アマゾンは2026年、通貨を跨いで920億ドルの社債を発行しており、ハイパースケーラーの中で最大です。これにアルファベット、メタ、オラクルが続きます。しかし、新規参入者の存在感が急速に高まっています。
2026年7月22日、ギャラクシー・デジタルは、その子会社であるGalaxy Helios Data Centers II LLCが、満期2031年の担保付シニア債を私募で350億7000万ドル発行する計画を発表しました。調達資金は、テキサス州ディケンズ郡にあるHeliosデータセンター・キャンパスの開発に充てられ、かつての暗号資産マイニング施設をCoreWeave向けのAIデータセンターへと転換するプロジェクトです(CoreWeaveとの間で15年のリース契約を締結済み)。ブルームバーグは、この案件を、米国クレジット市場のよりリスキーな領域へのAI資金調達の拡大を示す「デビュー・ジャンク債」販売と評しています。この債券は投資家向けに利回り約9%で販売されており、モルガン・スタンレーとゴールドマン・サックスが主幹事を務めています。
この案件は特異なものではありません。2026年6月にも、Applied Digitalの子会社がジャンク債市場で15億9000万ドルを調達し、ノースダコタ州でCoreWeave向けのコンピューティング能力拡大を資金調達しました。この時の債券利回りは7%であり、わずか数ヶ月前に投資家が求めていた10%からは顕著に低下しています。
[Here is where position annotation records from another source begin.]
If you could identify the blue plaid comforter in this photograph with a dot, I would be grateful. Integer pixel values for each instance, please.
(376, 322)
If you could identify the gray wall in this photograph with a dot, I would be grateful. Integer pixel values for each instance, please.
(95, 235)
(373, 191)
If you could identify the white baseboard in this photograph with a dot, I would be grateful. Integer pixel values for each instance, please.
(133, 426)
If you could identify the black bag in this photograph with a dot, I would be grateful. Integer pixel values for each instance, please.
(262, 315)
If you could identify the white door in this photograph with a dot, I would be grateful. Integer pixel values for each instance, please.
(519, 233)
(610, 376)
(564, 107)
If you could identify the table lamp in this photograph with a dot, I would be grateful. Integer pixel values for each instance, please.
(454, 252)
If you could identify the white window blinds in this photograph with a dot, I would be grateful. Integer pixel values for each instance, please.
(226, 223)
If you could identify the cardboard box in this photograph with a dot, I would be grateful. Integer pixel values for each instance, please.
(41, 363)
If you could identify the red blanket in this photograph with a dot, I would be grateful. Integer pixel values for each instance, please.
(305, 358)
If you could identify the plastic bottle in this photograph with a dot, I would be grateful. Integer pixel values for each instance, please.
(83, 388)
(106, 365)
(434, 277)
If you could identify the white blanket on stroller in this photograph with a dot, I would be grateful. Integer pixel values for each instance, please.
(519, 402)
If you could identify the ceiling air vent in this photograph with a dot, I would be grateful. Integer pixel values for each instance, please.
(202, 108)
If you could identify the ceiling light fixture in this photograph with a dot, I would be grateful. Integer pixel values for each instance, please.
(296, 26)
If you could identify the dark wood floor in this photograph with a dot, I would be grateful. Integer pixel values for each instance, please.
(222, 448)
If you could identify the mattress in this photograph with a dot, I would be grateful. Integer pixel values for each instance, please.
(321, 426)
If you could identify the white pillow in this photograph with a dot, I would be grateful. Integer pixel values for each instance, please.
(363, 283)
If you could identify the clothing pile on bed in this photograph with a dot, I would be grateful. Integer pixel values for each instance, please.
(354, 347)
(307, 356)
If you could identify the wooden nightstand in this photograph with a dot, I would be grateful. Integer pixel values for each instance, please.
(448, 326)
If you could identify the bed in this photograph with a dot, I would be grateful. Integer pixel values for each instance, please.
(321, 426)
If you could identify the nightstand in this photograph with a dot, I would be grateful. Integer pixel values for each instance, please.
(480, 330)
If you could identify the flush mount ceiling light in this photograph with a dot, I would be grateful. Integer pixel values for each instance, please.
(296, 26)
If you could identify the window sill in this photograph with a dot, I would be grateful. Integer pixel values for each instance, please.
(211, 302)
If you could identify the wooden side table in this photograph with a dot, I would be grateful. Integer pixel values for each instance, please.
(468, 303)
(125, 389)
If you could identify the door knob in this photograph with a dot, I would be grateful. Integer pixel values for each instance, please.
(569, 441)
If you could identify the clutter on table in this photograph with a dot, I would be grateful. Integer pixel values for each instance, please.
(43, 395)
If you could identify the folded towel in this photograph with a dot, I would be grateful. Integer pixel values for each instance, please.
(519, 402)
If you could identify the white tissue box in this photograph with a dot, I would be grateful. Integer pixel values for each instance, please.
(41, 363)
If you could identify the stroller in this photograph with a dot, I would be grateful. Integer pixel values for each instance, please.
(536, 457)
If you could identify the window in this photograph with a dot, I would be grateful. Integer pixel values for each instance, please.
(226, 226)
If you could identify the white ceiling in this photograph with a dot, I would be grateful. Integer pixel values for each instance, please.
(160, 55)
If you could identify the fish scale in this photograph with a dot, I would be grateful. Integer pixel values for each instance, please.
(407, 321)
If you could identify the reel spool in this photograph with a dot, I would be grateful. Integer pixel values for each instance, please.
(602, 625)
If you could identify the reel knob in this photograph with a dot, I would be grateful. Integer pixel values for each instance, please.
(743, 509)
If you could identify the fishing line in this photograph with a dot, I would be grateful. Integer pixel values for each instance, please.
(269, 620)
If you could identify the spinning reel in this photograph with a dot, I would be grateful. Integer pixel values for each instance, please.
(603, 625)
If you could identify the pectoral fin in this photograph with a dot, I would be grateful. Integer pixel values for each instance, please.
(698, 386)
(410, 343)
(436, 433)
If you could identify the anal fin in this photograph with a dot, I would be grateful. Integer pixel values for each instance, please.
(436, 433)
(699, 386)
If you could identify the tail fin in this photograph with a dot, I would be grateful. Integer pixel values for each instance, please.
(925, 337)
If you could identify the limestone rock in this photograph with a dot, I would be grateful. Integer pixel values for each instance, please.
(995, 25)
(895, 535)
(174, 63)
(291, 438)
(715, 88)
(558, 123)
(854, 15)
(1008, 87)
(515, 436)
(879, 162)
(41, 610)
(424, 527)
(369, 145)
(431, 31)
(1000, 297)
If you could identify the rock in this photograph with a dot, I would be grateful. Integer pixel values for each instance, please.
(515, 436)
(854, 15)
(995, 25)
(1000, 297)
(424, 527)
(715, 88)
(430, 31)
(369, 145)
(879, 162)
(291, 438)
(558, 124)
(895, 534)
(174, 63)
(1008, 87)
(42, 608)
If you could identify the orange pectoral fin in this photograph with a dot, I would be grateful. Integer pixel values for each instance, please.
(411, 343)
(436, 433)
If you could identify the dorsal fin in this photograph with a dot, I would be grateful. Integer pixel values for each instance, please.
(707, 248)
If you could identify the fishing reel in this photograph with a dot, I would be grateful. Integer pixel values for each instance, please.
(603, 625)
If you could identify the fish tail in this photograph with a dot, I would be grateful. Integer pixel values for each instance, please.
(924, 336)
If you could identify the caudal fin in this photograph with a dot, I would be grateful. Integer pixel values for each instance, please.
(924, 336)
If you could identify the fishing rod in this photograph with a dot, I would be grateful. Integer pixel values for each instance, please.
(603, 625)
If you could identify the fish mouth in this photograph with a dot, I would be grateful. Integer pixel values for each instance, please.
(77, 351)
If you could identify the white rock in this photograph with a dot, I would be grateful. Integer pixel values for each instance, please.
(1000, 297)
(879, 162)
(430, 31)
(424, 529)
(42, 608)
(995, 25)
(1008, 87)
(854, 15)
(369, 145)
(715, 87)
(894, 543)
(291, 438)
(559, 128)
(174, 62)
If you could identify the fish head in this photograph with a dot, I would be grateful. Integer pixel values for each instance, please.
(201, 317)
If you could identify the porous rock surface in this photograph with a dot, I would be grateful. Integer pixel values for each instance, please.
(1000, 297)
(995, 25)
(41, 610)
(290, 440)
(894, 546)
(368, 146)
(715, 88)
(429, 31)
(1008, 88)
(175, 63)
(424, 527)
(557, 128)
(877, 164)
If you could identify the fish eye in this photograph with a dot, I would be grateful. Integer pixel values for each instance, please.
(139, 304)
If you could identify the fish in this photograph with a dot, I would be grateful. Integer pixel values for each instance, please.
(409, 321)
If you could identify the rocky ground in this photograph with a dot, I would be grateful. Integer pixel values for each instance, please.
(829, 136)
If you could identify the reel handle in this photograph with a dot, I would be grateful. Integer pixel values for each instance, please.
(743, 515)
これらの取引は、AI資金調達が明確に高利回り・高リスクの領域へと移行していることを示しています。
ストラテジストの間で最も争点となっているのは、この巨額のAI借入が米国債(財務省証券)の需要を減少させ、長期金利を押し上げているかどうかです。
しかし、他の大手アセットマネジャーは反論しています。
ロイター通信は、AI関連投資の急増が、インフレ懸念やFRBの政策見通しの変化と並んで、5月に30年米国債利回りを2007年以来の高水準に押し上げた一因であると報じています。ダラス連邦準備銀行は、AI債務の資金調達が「デュレーション供給(長期債の供給)」と金利に影響を与える経路として、(1)長期投資適格社債の直接発行、(2)プライベートクレジット投資家からの変動金利ローンのスワップ、(3)金融機関発行体のクラウドアウト、の3つを挙げています。
結論としては、警戒感は高まっており、利回りは上昇し、AIの供給はかつてない規模ですが、AI債務が米国債の売りを引き起こしているという明確な証拠は依然として議論の最中です。
5大テクノロジー企業における「1兆6500億ドルのオフバランスシートAIインフラ債務」という具体的な数字は、入手可能な情報源からは独立して確認できませんでした。しかし、複数の情報源が、ハイパースケーラーがデータセンター、GPU、エネルギーインフラに関するオペレーティング・リース、電力購入契約(PPA)、ジョイントベンチャーなどの仕組みを通じて、多額のオフバランスシート・エクスポージャーを抱えていることを確認しています。
IESE(スペインのビジネススクール)の記事は、AI資金調達における「急成長するオフバランスシート負債のプール」に言及し、国際決済銀行(BIS)はこれを「シャドー・ボローイング(影の借入)」と名付けています。BISは、AI関連企業向けのプライベートクレジット融資残高がゼロに近い状態から現在2000億ドル以上に増加したと指摘。AI投資の成長予測から外挿すると、2030年までにAI企業向けのプライベートクレジット残高は約3000億~6000億ドルに達する可能性があると推計しています。
アナリストの間では、偶発的なAIインフラ関連債務は規模が大きく、不透明で、従来の信用指標では過小評価されているという点で広く意見が一致しており、正確な1兆6500億ドルという数字の確認にはさらなる情報ソースが必要です。